# Navigation module in '17 Cruze Premier HB



## Blasirl (Mar 31, 2015)

Chevy MyLink Infotainment System

Welcome to connectivity

CHEVROLET HOW-TO VIDEOS


----------



## 1kulsol (Sep 9, 2017)

Thanks for this info .. I have already saved all these to my pc when researching this problem ... but none of it helps .. I want to add contacts and addresses but it appears you can't do that .. at least I haven't figured out how to do it.


----------



## jblackburn (Apr 14, 2012)

Haven't figured out a way to sync contact addresses from my phone to the Nav system. The few that I have saved in my car I've just input manually.


----------



## 1kulsol (Sep 9, 2017)

Thanks .. I just wish Chevy had put a little more thought into this system .. plus not charging for the map upgrades .. I like my Garmin GPS much better .. and I have lifetime upgrades


----------



## jblackburn (Apr 14, 2012)

Actually, I just saw this.

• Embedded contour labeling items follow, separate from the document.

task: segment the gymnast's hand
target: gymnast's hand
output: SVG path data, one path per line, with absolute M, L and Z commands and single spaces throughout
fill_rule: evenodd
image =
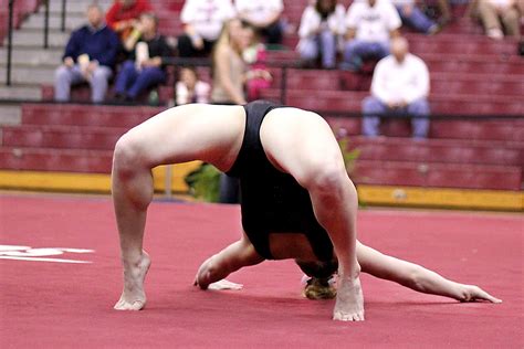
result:
M 462 289 L 460 292 L 460 302 L 491 302 L 502 303 L 502 299 L 495 298 L 479 286 L 474 285 L 460 285 Z

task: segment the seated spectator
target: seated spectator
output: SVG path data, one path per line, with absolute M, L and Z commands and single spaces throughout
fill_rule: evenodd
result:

I can't remember if my iPhone did this or not. This is what you're looking for I think. It does work for the contacts with addresses in my phone.









Sent from my SM-G950U using Tapatalk


----------



## 1kulsol (Sep 9, 2017)

Great find .. I just went outside and paired my phone and added a contact ... now it just will take a little time to add the contacts I want from my phone's contact list .. thanks for finding this.


----------